Le livre de Preschez est brûlant de vie (et d’actualité du moment) par effet de retour suite au plus grand des voyages : celui qui a porté son auteur — après un AVC et une “mort clinique” — sur des chemins où la mémoire vive peu à peu reprend place dans la suite de son La trille du diable (Tinbad, 2018).
Celui qui est poète, écrivain mais aussi musicien livre ici en fragments ce qui remonte peu à peu mais aussi les choses vues qui, parfois, se mélangent (très astucieusement) chez celui dont peut se résumer le livre par un de ses aphorismes ” :“La vie par la vie, avec la vie, transmet en la vie ta vie”.
Elle est plus forte que tout pour celui qui en a connu les bords et qui retrace ici en une “lettre volée” ce qu’il nomme “l’éphéméride de nos années perdues”. Parlando (comme l’indique le titre), elles revivent en divers déplacements là où, sous le “je”, se manifeste le “ça” freudien si bien qu’une nouvelle grille de lecture voit le jour dans les fractures du livre.
La pensée devient plus profonde car, par le transfert de conscience que la maladie a induit, des déblocages voient le jour. “Ce qui reste du sens” n’est pas un moindre rébus. Il “naît d’une foi inventée” qui est plus forte que les transcendances car se crée un désir particulier par le réévaluation de ce qui est loin des emprises qui s’effacent en une telle “épreuve”.
Les seules qui demeurent sont celles de Brahms, Ravel, Boulez ou des “ardoises” de Daoul Ubac.
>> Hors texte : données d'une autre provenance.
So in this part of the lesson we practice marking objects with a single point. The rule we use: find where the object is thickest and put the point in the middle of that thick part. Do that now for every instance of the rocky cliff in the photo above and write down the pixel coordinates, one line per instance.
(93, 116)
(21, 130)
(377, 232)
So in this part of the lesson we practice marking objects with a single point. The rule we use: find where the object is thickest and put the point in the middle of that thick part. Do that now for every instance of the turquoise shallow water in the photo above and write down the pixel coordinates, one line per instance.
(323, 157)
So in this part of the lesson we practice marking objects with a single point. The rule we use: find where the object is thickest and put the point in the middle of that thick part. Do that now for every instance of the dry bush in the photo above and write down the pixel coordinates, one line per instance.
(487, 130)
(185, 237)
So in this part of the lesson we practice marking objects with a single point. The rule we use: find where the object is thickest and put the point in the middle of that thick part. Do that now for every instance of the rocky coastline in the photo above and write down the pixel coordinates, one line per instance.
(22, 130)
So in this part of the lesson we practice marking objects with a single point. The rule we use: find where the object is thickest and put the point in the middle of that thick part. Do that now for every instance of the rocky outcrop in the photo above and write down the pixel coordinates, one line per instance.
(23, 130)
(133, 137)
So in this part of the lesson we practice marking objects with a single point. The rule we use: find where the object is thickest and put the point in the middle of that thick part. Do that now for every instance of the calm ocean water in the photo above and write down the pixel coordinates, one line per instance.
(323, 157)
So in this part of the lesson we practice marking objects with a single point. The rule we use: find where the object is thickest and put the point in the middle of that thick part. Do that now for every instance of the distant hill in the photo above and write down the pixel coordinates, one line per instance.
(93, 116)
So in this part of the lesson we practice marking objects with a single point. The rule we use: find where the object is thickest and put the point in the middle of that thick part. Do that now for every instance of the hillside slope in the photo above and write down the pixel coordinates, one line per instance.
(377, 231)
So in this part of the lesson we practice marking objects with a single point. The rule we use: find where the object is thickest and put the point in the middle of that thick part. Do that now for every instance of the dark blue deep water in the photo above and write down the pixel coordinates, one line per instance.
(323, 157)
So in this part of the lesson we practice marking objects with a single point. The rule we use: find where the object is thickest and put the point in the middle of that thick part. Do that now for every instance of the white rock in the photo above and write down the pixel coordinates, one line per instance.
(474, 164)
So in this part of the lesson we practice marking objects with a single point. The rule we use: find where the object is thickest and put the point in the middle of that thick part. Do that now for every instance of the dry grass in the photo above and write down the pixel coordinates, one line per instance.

Elles affleurent partout : au bar du coin comme devant le lac Léman.
Bien des clusters du vivant s’y retrouvent non confinés mais génèrent désormais ce qui avance au moment où le livre rappelle ce que nous venons à votre tour de traverser collectivement.
jean-paul gavard-perret
Dominique Preschez, Parlando, Z4 Editions, coll. La diagonale de l’écrivain, 2020, 142 p. — 12,00 €.